Aos poucos vamos descobrindo os reais motivos desse grupo. Eles querem levar 300 crianças órfãs para adoção na Europa. Eles pagam aos líderes de tribos, dizem que é uma ajuda a tribo e não pelas crianças, mas o discurso é um e as ações são outras. Para muitos africanos, mentir que a criança é órfã é bom, afinal a ONG diz que vai montar na própria região uma espécie de orfanato, com alimentação, escola e cuidados médicos. Os pais poderão escondidos ver os filhos que vão estar fora da linha de fogo. Então a ONG logo descobre que algumas crianças que foram entregues como órfãs, não são órfãs. Mas eu imagino que muitas mães jamais entregariam seus filhos para sair do país para adoção. Ir para um orfanato perto, onde podem visitar, mesmo que não contando a verdade é bem diferente do que ter os filhos levados embora. O grupo tenta forçar ao líder que prove que as crianças são mesmo órfãs, com fotos. Um absurdo! Querem provas, interferem tanto na vida daqueles povos que já passam tanta violência, guerra, fome. Muita prepotência acharem que as crianças ficarão melhor com famílias estabelecidas na Europa. Certo, é fato que talvez a criança tenha um destino complexo nesse lugarejo se os conflitos continuarem. Podem ser mortas, podem morrer de fome, podem virar soldados e morrer a bala. Mas não é porque o destino dessas crianças possam ser ruins, que cavaleiros brancos podem de modo escuso decidir pelo destino delas, sequestrá-las. O filme é baseado em um fato real, uma falsa ONG foi presa em um aeroporto no continente africano tentando embarcar com 300 crianças. O filme também mostra o absurdo. Como é uma negociação, muito provavelmente os pais europeus pagaram pelas crianças, eles não querem saber de crianças mais velhas, com mais de 5 anos. É um negócio. Monstruoso. Como foi inspirado em fatos reais, eu fico pensando se essas 300 famílias que queriam filhos menores de 5 anos do continente africano, se hoje permitem que os imigrantes que vivem em acampamentos em condições sub humanas possam viver nas cidades.

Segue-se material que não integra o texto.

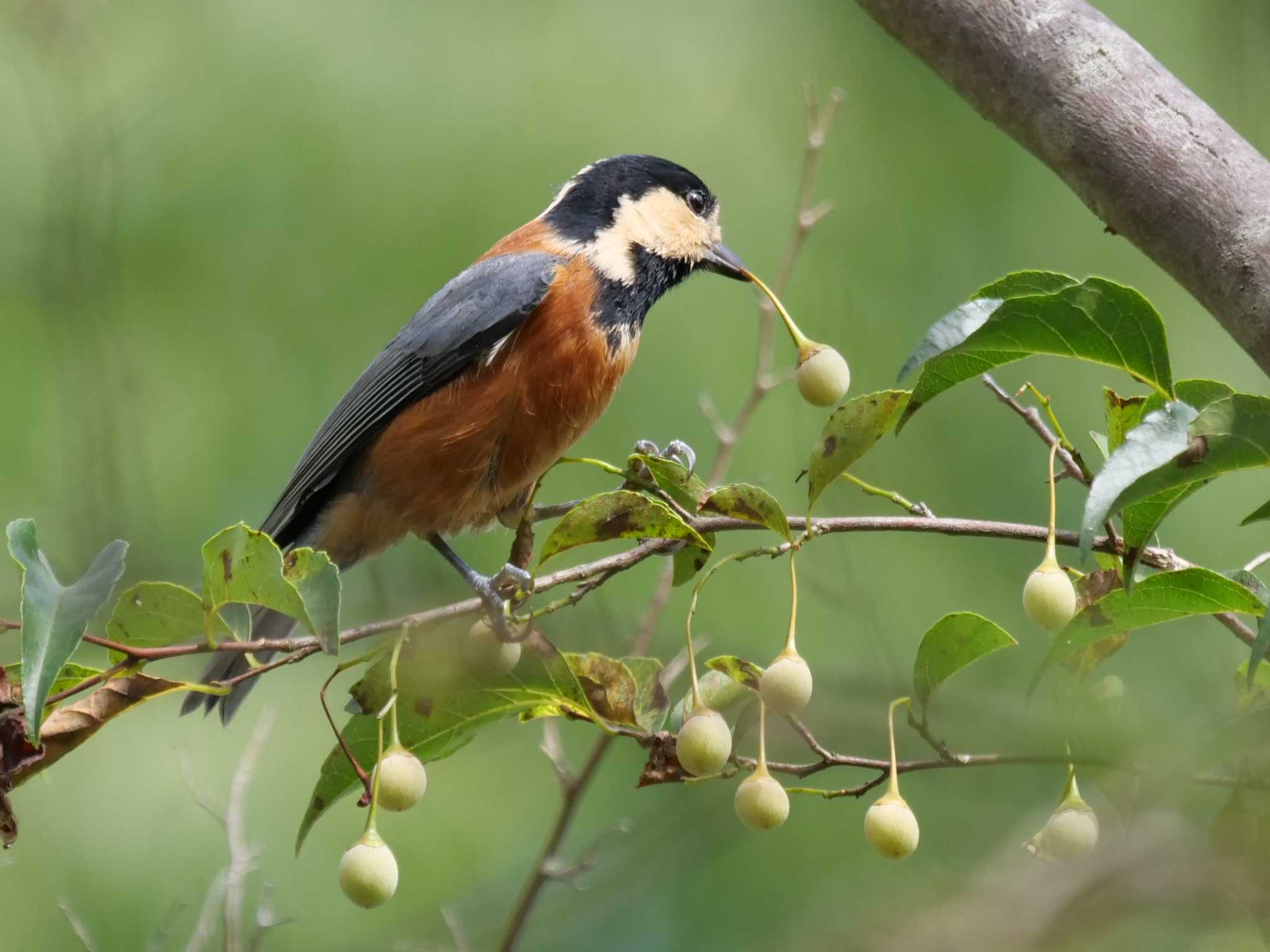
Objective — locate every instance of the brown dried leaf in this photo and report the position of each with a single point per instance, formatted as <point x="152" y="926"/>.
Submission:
<point x="69" y="726"/>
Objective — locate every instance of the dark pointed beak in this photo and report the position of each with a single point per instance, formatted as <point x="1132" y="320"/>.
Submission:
<point x="722" y="259"/>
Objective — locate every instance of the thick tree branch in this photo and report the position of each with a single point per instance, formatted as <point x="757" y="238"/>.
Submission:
<point x="1147" y="155"/>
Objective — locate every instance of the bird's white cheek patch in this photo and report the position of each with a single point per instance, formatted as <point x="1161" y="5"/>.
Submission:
<point x="660" y="223"/>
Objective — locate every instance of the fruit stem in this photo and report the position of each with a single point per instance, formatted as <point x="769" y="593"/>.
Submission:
<point x="375" y="786"/>
<point x="393" y="728"/>
<point x="799" y="338"/>
<point x="1050" y="552"/>
<point x="693" y="658"/>
<point x="893" y="788"/>
<point x="761" y="771"/>
<point x="789" y="638"/>
<point x="693" y="609"/>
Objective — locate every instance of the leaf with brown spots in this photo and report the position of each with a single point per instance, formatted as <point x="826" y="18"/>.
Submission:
<point x="609" y="684"/>
<point x="156" y="614"/>
<point x="1174" y="452"/>
<point x="745" y="673"/>
<point x="691" y="559"/>
<point x="1043" y="312"/>
<point x="851" y="432"/>
<point x="748" y="503"/>
<point x="244" y="566"/>
<point x="671" y="477"/>
<point x="619" y="514"/>
<point x="1163" y="597"/>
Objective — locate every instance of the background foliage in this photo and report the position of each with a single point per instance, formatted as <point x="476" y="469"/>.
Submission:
<point x="218" y="214"/>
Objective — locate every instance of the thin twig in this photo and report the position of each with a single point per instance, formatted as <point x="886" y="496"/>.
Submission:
<point x="242" y="858"/>
<point x="541" y="870"/>
<point x="206" y="923"/>
<point x="78" y="926"/>
<point x="807" y="216"/>
<point x="1033" y="419"/>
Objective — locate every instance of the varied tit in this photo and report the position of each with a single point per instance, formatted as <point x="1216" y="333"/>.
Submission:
<point x="493" y="380"/>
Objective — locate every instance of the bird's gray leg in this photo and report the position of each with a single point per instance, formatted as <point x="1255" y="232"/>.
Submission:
<point x="489" y="588"/>
<point x="676" y="450"/>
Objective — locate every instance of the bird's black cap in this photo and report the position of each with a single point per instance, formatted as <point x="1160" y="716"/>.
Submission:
<point x="588" y="201"/>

O filme é muito bem construído. Uma é contratada para filmar tudo, quando ela começa a perceber o que realmente o grupo ia fazer e alguns vão embora, ela diz que não está envolvida, que ela não é parte do grupo, só está fazendo o que foi contratada, como se não fosse cúmplice ou responsável pelos sequestros. O líder do grupo é interpretado por Vincent Lindon. A intérprete por Bintou Rimtobaye. Alguns outros do elenco são: Louise Borgoin, Reda Kateb, Stéphane Bissou e Valérie Donzeli.